By the beginning of the fifties, the Self-Supporting Students were now referred to as the Associated Agencies and reported gross income of $50,000 annually. The Birthday Cake, Stationary, Coat Checking at the Palestra, Furniture, Auto Linen and Desk Blotter agencies were added during a period of growth in the middle of that decade. In 1959 Car Parking was folded into the University and has since been a separate department.
The sixties saw the advent of corporate partnerships. The Associated Student Agencies collaborated with Tiparillo Cigars and Mennen After Shave to distribute and promote products on campus. Additionally, there was a short-lived Embossograph Agency that produced posters. In 1964, agency workers manned the phones to call in vote tallies for various precincts from Pennsylvania’s central control point during the Johnson-Goldwater election. In 1969, the Associated Student Agencies, now located in the lower Quad, invested $40,000 in new linen with the expectation that the newly constructed high rises would create increased demand. Instead, with laundry rooms located on every other floor, wash-and-wear sheets became the next big thing and the Associated Student Agencies realized a financial loss. However, the creation of the Student Snack Agency brought in a new revenue source and the Associated Student Agencies moved forward.
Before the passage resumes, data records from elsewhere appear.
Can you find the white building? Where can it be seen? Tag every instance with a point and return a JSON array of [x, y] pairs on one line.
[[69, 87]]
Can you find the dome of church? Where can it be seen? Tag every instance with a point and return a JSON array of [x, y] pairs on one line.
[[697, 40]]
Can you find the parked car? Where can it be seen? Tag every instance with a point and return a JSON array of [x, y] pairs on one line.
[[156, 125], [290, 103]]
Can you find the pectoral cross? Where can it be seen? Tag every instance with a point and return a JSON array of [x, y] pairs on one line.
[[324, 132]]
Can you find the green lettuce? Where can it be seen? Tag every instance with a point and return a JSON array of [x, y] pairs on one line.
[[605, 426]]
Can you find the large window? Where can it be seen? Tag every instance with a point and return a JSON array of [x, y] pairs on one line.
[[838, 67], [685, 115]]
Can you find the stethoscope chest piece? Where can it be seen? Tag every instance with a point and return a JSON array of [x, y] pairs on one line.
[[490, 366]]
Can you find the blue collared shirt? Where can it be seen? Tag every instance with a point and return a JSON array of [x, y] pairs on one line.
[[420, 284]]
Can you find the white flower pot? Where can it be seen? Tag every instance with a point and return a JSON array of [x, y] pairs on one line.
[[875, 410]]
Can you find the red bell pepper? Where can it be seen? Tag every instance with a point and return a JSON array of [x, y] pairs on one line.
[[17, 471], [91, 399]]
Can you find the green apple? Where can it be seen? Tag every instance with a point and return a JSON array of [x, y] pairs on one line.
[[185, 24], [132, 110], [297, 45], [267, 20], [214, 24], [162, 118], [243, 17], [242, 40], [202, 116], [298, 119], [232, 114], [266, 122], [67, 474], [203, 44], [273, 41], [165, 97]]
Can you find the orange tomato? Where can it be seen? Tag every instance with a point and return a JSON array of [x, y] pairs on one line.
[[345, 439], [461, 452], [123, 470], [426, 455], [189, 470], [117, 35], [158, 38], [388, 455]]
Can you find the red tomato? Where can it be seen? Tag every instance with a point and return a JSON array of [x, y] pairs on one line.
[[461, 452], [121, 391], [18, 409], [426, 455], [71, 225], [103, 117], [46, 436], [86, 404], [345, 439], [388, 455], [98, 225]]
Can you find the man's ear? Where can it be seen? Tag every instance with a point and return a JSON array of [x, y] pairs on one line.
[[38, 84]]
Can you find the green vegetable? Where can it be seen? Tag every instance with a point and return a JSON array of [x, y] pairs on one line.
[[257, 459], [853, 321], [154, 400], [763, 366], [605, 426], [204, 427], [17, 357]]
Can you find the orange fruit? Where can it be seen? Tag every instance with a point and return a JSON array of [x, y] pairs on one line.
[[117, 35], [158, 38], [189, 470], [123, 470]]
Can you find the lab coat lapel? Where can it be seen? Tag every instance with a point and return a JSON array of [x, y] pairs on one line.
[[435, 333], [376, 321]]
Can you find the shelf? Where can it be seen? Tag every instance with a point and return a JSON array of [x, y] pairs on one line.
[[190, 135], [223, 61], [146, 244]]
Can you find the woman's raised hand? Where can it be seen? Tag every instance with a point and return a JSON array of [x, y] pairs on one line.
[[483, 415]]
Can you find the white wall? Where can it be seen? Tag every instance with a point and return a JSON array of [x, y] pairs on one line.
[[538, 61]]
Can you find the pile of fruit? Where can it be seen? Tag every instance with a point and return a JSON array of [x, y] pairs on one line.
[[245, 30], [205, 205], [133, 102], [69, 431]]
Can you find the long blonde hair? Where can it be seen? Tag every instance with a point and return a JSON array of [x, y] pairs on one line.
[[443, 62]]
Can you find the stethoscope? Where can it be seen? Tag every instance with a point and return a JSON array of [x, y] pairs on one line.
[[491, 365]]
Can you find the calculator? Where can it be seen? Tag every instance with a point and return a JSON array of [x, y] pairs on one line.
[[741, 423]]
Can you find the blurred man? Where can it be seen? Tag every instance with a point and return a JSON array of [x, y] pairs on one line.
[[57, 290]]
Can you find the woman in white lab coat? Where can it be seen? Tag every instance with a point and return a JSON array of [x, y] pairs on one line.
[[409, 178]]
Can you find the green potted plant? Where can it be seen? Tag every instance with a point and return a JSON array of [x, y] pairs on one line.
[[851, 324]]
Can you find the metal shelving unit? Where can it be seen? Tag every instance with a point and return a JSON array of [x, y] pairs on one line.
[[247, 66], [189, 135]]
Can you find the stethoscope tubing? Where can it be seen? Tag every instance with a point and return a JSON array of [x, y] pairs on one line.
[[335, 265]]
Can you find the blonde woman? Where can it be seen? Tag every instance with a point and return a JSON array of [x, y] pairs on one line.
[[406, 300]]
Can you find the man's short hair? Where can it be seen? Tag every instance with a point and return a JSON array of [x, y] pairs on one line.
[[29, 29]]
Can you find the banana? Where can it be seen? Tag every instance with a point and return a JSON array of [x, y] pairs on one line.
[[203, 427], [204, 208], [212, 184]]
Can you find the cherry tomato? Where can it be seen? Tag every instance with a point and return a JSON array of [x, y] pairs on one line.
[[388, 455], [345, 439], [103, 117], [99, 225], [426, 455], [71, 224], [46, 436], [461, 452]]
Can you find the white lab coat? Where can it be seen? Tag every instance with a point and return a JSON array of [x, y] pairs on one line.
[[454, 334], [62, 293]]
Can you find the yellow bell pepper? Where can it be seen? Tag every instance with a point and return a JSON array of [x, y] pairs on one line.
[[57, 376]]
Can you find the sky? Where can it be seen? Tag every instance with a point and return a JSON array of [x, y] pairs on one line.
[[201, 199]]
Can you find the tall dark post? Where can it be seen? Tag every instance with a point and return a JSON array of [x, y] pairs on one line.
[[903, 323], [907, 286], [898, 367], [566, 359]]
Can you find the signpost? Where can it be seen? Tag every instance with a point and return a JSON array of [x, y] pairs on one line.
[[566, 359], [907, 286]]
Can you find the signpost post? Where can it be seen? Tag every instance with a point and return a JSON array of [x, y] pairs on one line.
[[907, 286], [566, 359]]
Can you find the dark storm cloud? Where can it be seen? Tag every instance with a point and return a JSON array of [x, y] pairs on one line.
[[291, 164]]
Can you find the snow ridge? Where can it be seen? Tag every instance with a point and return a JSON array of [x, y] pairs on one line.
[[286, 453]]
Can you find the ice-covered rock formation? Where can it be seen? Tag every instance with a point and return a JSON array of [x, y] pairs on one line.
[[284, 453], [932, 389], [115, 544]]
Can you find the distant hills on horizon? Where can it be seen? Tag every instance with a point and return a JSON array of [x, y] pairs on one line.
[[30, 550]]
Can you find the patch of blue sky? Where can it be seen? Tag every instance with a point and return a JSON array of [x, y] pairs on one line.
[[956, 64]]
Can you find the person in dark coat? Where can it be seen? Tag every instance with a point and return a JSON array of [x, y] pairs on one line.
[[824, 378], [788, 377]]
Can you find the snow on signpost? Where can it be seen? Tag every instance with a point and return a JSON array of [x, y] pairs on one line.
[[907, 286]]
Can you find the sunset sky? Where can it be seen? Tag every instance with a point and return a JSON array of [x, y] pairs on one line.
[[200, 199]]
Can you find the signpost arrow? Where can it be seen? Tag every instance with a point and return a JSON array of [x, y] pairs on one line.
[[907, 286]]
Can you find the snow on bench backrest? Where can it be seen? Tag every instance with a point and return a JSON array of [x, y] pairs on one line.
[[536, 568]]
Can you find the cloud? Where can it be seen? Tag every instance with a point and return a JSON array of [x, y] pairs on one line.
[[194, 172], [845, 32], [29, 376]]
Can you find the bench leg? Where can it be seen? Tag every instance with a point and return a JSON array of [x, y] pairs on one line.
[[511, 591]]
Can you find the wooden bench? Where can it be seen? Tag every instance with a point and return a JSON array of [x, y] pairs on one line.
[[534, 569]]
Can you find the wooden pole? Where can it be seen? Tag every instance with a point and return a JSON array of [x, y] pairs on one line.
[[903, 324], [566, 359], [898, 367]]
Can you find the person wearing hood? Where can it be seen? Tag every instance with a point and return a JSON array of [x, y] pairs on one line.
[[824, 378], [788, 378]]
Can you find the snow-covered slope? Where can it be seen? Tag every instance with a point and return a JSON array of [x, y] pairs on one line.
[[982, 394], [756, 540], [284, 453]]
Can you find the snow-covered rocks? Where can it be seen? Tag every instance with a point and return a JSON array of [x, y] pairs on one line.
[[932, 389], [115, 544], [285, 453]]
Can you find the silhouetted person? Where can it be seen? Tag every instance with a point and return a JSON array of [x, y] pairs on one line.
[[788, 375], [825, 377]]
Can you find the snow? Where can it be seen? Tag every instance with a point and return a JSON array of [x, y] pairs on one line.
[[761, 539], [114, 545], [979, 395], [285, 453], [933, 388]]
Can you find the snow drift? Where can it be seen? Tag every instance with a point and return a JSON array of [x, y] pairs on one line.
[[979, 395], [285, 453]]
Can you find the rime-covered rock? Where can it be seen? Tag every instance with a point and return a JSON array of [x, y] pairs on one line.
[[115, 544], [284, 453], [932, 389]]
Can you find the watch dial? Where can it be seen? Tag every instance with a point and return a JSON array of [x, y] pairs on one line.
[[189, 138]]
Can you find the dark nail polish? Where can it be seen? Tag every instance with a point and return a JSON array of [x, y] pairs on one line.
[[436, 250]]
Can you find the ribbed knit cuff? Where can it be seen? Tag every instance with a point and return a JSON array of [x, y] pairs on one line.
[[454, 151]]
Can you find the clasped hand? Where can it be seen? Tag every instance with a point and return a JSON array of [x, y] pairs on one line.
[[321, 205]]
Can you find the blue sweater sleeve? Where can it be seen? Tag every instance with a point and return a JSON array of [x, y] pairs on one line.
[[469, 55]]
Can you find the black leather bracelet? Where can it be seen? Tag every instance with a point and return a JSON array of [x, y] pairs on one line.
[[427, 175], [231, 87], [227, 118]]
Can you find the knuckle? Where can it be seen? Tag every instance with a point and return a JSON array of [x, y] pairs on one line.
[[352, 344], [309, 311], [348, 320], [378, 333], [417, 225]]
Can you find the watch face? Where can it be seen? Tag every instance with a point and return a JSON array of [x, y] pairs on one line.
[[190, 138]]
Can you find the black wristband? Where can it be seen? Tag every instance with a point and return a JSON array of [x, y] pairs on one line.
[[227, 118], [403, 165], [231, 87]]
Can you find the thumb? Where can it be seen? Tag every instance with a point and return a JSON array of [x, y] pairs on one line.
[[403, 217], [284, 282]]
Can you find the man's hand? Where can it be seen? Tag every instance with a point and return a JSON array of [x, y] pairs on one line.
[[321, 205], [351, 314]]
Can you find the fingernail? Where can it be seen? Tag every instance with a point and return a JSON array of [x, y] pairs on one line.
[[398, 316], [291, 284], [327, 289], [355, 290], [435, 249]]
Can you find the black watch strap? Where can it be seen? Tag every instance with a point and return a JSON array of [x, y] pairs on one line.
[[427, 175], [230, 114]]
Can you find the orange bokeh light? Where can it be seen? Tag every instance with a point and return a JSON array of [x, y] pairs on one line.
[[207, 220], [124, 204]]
In 1972, the Associated Student Agencies relocated its offices to 3609 Locust Walk. Then, in 1974, they relocated again, this time to 301 Logan Hall. During the seventies, the student directory began publication and the Apparel Agency manufactured clothing for various Penn departments. In 1975, citing marketing reasons, the organization’s name was changed to Penn Student Agencies. In 1976, the Publications Agency printed The Student Bicentennial Guide to Philadelphia. At the same time, the entire city saw an onslaught of bicentennial related merchandise and a smaller than anticipated tourism turnout. This made for another financial disappointment. Yet, the Catering Agency, Bartending School and Bus Agency all brought about large successes. By 1977 the PSA budget had expanded to $300,000 annually and maintained a workforce of 180 students.
In 1985, PSA reported the following agencies: Professional Services, Newspaper, Catering, Travel, Linen, Publications, Small Ventures, Product Line, Commissaries and Distribution. That year also saw the debut of the Penn Calendar, customized Penn Banners and a partnership with Art Carved (now Balfour) for class ring sales; all of which continue to the present day. Our headquarters are now located in Williams Hall, Room 117.
Throughout its history, PSA’s unique experiential learning model has provided a chance for students to live and learn entrepreneurship and business management. Many of our graduates have gone on to lead financial services, non-profit, and retail enterprises. Regardless of major or career interest, student participants develop entrepreneurial and business skills and receive an invaluable experience from working at PSA.